各種接続プロパティとその機能の説明については、ヘルプドキュメントの Connection String Options の章を参照してください。

File Send Port の構成

File Send Port は、Insert から返される Id をファイルに書き込みます。以下の手順で、受信メッセージをファイルに書き込む One-Way Send Port を構成します。

  1. Send Ports を右クリックし、Static One-Way Send Port をクリックします。
  2. Type メニューで、FILE を選択します。
  3. Configure をクリックします。
  4. Destination Folder ボックスに、メッセージが書き込まれるフォルダのパスを入力します(例:DemoInbound)。

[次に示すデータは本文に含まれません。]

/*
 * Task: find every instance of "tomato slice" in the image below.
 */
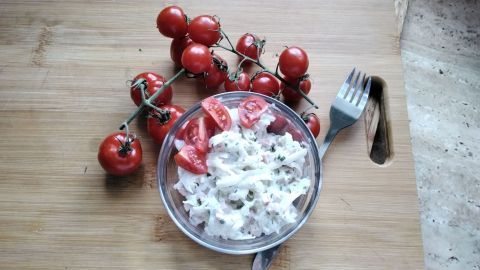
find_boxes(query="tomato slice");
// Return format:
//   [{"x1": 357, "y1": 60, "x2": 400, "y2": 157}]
[
  {"x1": 202, "y1": 97, "x2": 232, "y2": 131},
  {"x1": 285, "y1": 123, "x2": 303, "y2": 142},
  {"x1": 173, "y1": 145, "x2": 208, "y2": 174},
  {"x1": 183, "y1": 117, "x2": 215, "y2": 153},
  {"x1": 267, "y1": 113, "x2": 289, "y2": 135},
  {"x1": 238, "y1": 96, "x2": 268, "y2": 128},
  {"x1": 201, "y1": 116, "x2": 217, "y2": 139}
]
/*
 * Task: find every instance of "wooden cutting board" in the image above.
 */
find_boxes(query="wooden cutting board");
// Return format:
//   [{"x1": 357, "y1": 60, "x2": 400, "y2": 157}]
[{"x1": 0, "y1": 0, "x2": 423, "y2": 269}]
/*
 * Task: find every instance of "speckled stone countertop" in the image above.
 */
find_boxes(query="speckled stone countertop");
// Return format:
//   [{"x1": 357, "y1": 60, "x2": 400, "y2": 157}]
[{"x1": 401, "y1": 0, "x2": 480, "y2": 270}]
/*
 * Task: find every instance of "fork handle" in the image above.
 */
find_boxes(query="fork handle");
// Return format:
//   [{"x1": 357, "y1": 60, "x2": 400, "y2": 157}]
[{"x1": 318, "y1": 127, "x2": 340, "y2": 159}]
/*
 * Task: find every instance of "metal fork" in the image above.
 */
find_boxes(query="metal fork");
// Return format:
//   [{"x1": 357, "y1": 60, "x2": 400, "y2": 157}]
[
  {"x1": 252, "y1": 68, "x2": 372, "y2": 270},
  {"x1": 319, "y1": 68, "x2": 372, "y2": 158}
]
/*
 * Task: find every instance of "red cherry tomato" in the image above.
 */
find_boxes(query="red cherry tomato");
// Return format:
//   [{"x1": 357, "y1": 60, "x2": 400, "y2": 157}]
[
  {"x1": 170, "y1": 36, "x2": 193, "y2": 67},
  {"x1": 280, "y1": 77, "x2": 312, "y2": 102},
  {"x1": 202, "y1": 97, "x2": 232, "y2": 131},
  {"x1": 130, "y1": 72, "x2": 173, "y2": 106},
  {"x1": 302, "y1": 113, "x2": 320, "y2": 138},
  {"x1": 173, "y1": 145, "x2": 208, "y2": 174},
  {"x1": 267, "y1": 113, "x2": 288, "y2": 135},
  {"x1": 98, "y1": 132, "x2": 142, "y2": 176},
  {"x1": 147, "y1": 105, "x2": 185, "y2": 144},
  {"x1": 157, "y1": 6, "x2": 188, "y2": 38},
  {"x1": 252, "y1": 72, "x2": 280, "y2": 96},
  {"x1": 236, "y1": 33, "x2": 262, "y2": 60},
  {"x1": 204, "y1": 54, "x2": 228, "y2": 89},
  {"x1": 188, "y1": 15, "x2": 220, "y2": 46},
  {"x1": 278, "y1": 46, "x2": 308, "y2": 78},
  {"x1": 225, "y1": 72, "x2": 250, "y2": 92},
  {"x1": 182, "y1": 43, "x2": 212, "y2": 74},
  {"x1": 238, "y1": 96, "x2": 268, "y2": 128}
]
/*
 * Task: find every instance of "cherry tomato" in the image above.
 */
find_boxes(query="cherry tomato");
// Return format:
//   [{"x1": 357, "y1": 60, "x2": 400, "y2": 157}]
[
  {"x1": 252, "y1": 72, "x2": 280, "y2": 96},
  {"x1": 98, "y1": 132, "x2": 142, "y2": 176},
  {"x1": 302, "y1": 113, "x2": 320, "y2": 138},
  {"x1": 173, "y1": 145, "x2": 208, "y2": 174},
  {"x1": 236, "y1": 33, "x2": 262, "y2": 60},
  {"x1": 147, "y1": 105, "x2": 185, "y2": 144},
  {"x1": 157, "y1": 6, "x2": 188, "y2": 38},
  {"x1": 130, "y1": 72, "x2": 173, "y2": 106},
  {"x1": 202, "y1": 97, "x2": 232, "y2": 131},
  {"x1": 170, "y1": 36, "x2": 193, "y2": 67},
  {"x1": 238, "y1": 96, "x2": 268, "y2": 128},
  {"x1": 188, "y1": 15, "x2": 220, "y2": 46},
  {"x1": 280, "y1": 77, "x2": 312, "y2": 102},
  {"x1": 278, "y1": 46, "x2": 308, "y2": 78},
  {"x1": 203, "y1": 54, "x2": 228, "y2": 89},
  {"x1": 267, "y1": 112, "x2": 288, "y2": 135},
  {"x1": 225, "y1": 72, "x2": 250, "y2": 92},
  {"x1": 182, "y1": 43, "x2": 212, "y2": 74}
]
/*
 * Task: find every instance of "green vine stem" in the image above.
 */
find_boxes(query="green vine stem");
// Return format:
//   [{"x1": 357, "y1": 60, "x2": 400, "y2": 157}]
[
  {"x1": 214, "y1": 29, "x2": 318, "y2": 109},
  {"x1": 119, "y1": 68, "x2": 186, "y2": 130}
]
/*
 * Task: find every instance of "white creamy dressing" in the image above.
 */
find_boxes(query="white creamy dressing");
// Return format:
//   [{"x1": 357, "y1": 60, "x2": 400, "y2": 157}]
[{"x1": 174, "y1": 108, "x2": 310, "y2": 240}]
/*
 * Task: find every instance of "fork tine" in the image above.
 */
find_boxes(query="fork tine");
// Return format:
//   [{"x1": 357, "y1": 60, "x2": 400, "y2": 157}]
[
  {"x1": 337, "y1": 68, "x2": 355, "y2": 98},
  {"x1": 357, "y1": 77, "x2": 372, "y2": 109},
  {"x1": 350, "y1": 73, "x2": 367, "y2": 106},
  {"x1": 345, "y1": 70, "x2": 363, "y2": 103}
]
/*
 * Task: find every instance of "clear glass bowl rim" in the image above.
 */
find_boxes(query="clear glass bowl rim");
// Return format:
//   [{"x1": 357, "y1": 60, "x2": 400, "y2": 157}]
[{"x1": 157, "y1": 91, "x2": 323, "y2": 255}]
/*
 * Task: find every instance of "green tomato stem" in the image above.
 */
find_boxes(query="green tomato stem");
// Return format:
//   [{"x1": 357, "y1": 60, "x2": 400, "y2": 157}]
[{"x1": 215, "y1": 34, "x2": 318, "y2": 109}]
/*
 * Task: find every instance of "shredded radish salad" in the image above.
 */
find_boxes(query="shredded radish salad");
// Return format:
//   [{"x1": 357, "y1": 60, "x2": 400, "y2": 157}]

BizTalk メッセージをアプリケーションにルーティングするフィルターの作成

以下の手順で、アプリケーション内で次の関連付けを定義するフィルタールールを作成します:

  • Solicit-Response Send Port を Updategram を含む BizTalk メッセージに関連付けます。
  • File Send Port を Updategram の実行結果から作成された BizTalk メッセージに関連付けます。
  1. Solicit-Response Send Port プロパティで、Filters をクリックし、以下の値を設定します:

    • Property:メニューから BTS.InboundTransportLocation を選択します。
    • Value:One-Way Receive Location の URI を入力します(この例では "C:\DemoOutbound\*.xml")。
  2. One-Way Send Port プロパティで、Filters をクリックし、以下の値を設定します:

    • Property:メニューから BTS.SPName を選択します。
    • Value:Solicit-Response Send Port の名前(URI ではない)を入力します。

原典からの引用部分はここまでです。